Il passaggio al biologico comporta un miglioramento dei vini prodotti sia in termini di salute che a livello ambientale.

Si può quindi definire un vino biologico quando:

In vigna si producono uve biologiche, coltivate senza sostanze chimiche di sintesi (concimi, diserbanti, anticrittogamici, insetticidi, pesticidi in genere) e senza l’impiego di organismi geneticamente modificati.

In cantina si esegue una vinificazione utilizzando solo i prodotti enologici e processi autorizzati dal regolamento 203/2012.

In ogni caso è necessaria una certificazione di conformità da parte di un ente certificatore.
(Regolamento Europeo 203/2012, pubblicato sulla gazzetta ufficiale della UE il 9 Marzo 2012)

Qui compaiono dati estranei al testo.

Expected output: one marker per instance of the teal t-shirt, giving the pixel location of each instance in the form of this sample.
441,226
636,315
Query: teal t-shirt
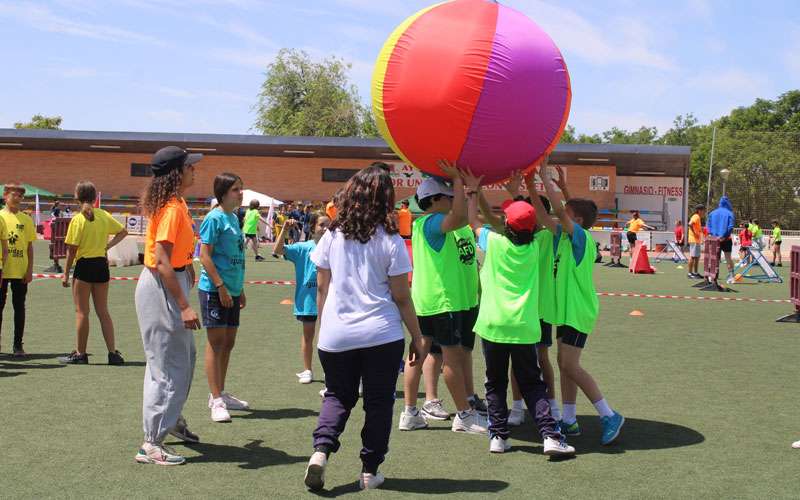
305,272
222,231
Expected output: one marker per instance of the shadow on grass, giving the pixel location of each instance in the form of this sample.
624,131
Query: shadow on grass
427,486
278,414
29,366
250,456
636,434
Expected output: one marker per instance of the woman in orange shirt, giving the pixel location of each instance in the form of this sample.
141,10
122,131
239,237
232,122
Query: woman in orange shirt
166,319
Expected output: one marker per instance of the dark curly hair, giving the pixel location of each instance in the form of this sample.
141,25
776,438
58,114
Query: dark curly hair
160,191
366,202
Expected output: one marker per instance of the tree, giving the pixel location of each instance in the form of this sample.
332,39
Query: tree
303,97
41,121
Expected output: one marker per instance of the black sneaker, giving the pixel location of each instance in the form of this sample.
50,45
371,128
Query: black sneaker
182,432
74,358
478,405
115,358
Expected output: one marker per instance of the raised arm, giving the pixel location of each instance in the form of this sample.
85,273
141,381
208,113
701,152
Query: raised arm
544,219
457,218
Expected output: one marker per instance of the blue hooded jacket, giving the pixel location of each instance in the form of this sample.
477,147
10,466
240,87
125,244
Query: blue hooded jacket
721,220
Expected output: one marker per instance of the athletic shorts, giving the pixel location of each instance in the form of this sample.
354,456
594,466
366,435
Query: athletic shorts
451,329
570,336
92,270
547,334
216,316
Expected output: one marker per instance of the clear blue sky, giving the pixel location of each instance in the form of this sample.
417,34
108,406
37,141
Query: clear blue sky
196,65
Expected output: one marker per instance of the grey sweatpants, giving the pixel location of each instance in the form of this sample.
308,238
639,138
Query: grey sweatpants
170,353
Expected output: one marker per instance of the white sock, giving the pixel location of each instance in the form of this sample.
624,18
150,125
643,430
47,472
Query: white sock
554,409
570,413
603,409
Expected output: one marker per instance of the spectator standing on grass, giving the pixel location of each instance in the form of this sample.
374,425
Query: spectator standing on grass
166,319
221,291
18,266
87,245
720,225
695,237
363,300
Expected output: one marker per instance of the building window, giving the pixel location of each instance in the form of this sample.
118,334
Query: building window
141,170
338,174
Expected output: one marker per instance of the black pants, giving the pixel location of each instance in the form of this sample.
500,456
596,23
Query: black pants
525,365
18,292
376,368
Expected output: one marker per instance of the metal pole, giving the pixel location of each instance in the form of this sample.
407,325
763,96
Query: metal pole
711,166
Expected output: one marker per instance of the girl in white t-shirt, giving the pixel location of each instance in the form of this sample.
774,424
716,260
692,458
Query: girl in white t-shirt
363,300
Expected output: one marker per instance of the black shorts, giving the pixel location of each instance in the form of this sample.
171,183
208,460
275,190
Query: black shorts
216,316
547,334
92,270
451,329
570,336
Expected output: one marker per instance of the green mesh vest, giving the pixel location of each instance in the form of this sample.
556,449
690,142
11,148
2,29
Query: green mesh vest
447,280
509,312
576,299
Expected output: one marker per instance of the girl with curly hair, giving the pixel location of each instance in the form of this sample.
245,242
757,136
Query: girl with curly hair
363,299
165,318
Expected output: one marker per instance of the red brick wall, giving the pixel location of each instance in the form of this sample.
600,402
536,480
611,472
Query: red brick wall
283,178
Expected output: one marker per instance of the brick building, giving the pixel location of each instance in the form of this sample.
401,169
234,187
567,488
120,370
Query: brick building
313,168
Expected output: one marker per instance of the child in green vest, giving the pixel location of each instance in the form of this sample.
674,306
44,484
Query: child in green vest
508,321
577,308
445,292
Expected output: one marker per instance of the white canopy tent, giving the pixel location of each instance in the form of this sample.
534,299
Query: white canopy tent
249,195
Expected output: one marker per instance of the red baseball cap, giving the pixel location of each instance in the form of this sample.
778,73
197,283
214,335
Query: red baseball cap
520,215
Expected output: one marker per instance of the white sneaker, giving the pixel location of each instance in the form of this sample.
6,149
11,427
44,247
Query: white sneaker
234,403
158,454
370,481
553,447
219,413
516,417
473,423
410,422
305,377
498,445
315,472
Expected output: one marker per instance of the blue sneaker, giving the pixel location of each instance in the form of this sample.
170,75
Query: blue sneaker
572,429
611,427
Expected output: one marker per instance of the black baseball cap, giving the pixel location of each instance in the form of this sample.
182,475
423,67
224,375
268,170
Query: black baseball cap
172,158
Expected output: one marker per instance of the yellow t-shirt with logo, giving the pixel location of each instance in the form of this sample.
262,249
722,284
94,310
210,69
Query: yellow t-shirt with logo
3,237
91,237
21,232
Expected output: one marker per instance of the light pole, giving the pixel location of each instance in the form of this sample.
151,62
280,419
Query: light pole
724,173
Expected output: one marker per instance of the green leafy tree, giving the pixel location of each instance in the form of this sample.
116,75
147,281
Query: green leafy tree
41,121
304,97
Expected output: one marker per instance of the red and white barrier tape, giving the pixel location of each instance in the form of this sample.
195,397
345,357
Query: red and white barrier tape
135,278
600,294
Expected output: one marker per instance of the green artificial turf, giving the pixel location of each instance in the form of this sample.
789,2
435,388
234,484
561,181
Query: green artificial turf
707,389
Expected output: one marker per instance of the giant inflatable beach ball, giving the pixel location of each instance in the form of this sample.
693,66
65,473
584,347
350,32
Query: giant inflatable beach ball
473,82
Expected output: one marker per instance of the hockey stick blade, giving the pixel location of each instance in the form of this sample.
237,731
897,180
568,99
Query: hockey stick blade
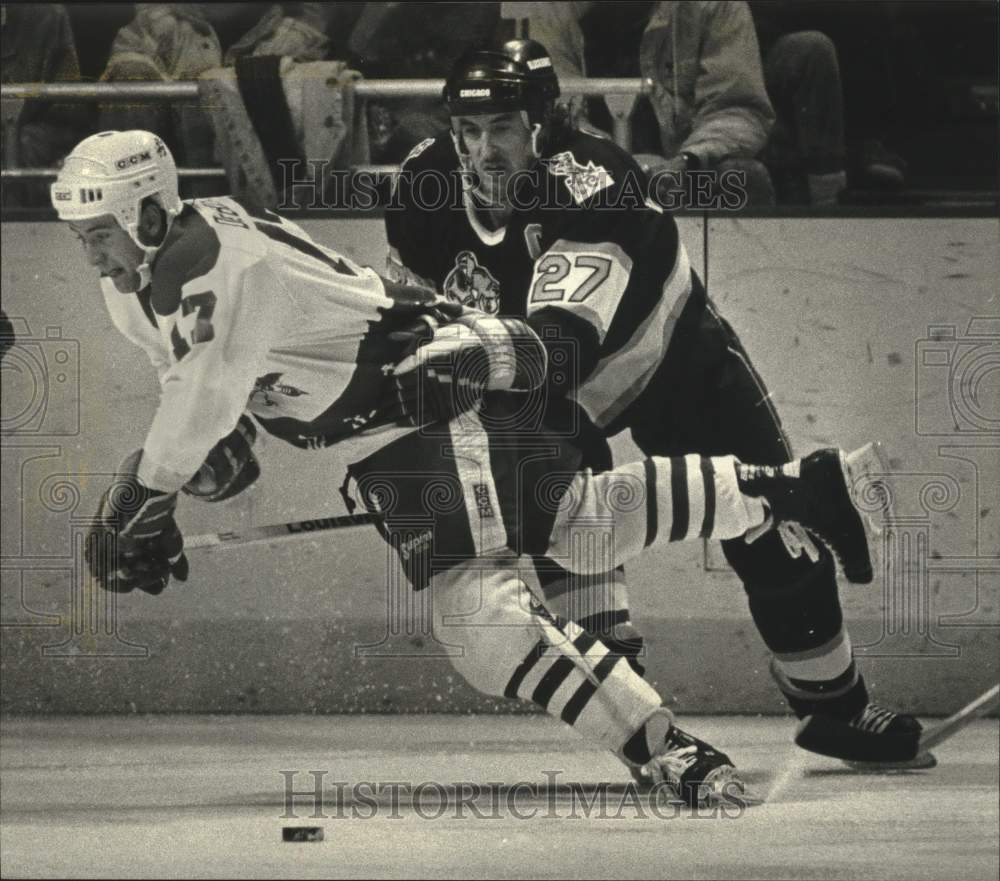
278,531
947,728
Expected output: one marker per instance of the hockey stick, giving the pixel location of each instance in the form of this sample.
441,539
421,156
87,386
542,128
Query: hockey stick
936,734
277,531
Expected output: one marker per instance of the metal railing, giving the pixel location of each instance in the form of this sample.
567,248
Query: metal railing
619,94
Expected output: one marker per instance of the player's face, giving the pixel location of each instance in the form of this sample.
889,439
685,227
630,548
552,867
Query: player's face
499,146
110,250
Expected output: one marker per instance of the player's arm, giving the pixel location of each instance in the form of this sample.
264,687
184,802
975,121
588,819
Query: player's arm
226,324
226,320
734,115
410,225
576,289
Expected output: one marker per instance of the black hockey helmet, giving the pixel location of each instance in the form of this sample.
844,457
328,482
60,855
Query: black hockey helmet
517,75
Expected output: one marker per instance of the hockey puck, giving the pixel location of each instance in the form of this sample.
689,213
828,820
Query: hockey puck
302,833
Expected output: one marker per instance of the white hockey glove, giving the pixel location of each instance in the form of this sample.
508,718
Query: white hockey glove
230,466
449,373
148,549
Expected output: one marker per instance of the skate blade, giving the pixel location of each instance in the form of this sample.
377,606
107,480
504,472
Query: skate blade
864,471
724,786
921,762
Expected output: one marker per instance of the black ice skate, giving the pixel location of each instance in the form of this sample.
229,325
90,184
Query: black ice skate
876,739
818,493
699,774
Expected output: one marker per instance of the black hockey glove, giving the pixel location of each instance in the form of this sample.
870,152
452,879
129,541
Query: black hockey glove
230,466
449,373
136,543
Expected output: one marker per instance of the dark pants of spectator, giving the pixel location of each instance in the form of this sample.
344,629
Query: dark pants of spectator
803,81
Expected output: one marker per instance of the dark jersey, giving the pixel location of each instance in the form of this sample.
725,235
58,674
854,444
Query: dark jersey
584,256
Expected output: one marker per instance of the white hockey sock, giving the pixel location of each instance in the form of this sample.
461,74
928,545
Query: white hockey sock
610,518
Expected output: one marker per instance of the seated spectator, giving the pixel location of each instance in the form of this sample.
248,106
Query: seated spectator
829,118
175,42
708,101
38,48
415,41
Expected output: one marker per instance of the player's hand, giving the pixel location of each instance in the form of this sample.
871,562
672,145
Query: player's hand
136,542
6,334
448,374
230,466
425,325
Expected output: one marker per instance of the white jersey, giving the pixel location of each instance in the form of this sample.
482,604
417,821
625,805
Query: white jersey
246,312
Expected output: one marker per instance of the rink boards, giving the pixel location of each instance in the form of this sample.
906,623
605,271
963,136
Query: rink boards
860,327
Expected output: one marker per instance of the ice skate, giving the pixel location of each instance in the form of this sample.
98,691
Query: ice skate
819,494
699,774
876,739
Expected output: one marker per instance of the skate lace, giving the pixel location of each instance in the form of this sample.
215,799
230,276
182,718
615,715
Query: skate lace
874,719
797,540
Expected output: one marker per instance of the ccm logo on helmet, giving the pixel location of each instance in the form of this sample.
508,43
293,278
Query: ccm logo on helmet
134,159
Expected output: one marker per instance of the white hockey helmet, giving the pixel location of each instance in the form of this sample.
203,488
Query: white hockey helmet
111,173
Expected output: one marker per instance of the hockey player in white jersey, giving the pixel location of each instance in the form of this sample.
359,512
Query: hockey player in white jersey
243,313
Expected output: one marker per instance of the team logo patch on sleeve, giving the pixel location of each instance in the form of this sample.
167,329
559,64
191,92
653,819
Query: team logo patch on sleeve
582,181
472,285
416,151
268,385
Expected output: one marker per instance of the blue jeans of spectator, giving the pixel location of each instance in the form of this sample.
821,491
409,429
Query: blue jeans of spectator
802,76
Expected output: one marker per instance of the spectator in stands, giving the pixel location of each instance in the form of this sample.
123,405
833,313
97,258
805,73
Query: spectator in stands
177,41
708,98
37,46
827,115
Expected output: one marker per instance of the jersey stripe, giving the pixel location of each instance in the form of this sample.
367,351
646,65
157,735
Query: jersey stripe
280,234
530,660
576,704
652,511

I primi vini con certificazione biologica a esordire sul mercato sono:
Rose’ 2020, da uve Sangiovese vinificate in rosé, questo vino si caratterizza per la grande espressione aromatica e la piacevole struttura, in una veste fine ed elegante ispirata allo stile provenzale;
Vermentino 2020, da vitigno Vermentino di Maremma, questo vino si caratterizza per la sua espressione aromatica calda e complessa, così come per la sua spiccata acidità e buona struttura.

La scelta del Bio nasce dalla crescente consapevolezza dell’importanza di preservare l’ambiente in cui viviamo, ‘biologico’ non è solo una sigla ma un modus vivendi che abbraccia la natura e la biodiversità, che da sempre caratterizza lo stile di Tenuta Fertuna.

2016 è la data di inizio del percorso di conversione biologica ed è con la vendemmia 2020 che le uve sono certificate bio. Prima di intraprendere questo percorso Tenuta Fertuna era già orientata alla sostenibilità e al rispetto ambientale, infatti fin dagli esordi negli anni 90, l’azienda ha sposato scelte sostenibili e ha limitato erosione e dispersione idrica nella campagna, dotandosi di impianti di trattamento e recupero delle acque reflue volte ad ottimizzare il recupero nell’ambiente.

I vini biologici inoltre offrono un ulteriore vantaggio in quanto tutelano maggiormente la salute dei consumatori, una scelta orientata al rispetto del proprio benessere oltre a quello dell’ambiente.

Per indicare questo importante passaggio alla certificazione biologica, le etichette hanno subito un leggero restyling, è riportata la scritta ‘bio’ oltre alle indicazioni ufficiali poste sul retro.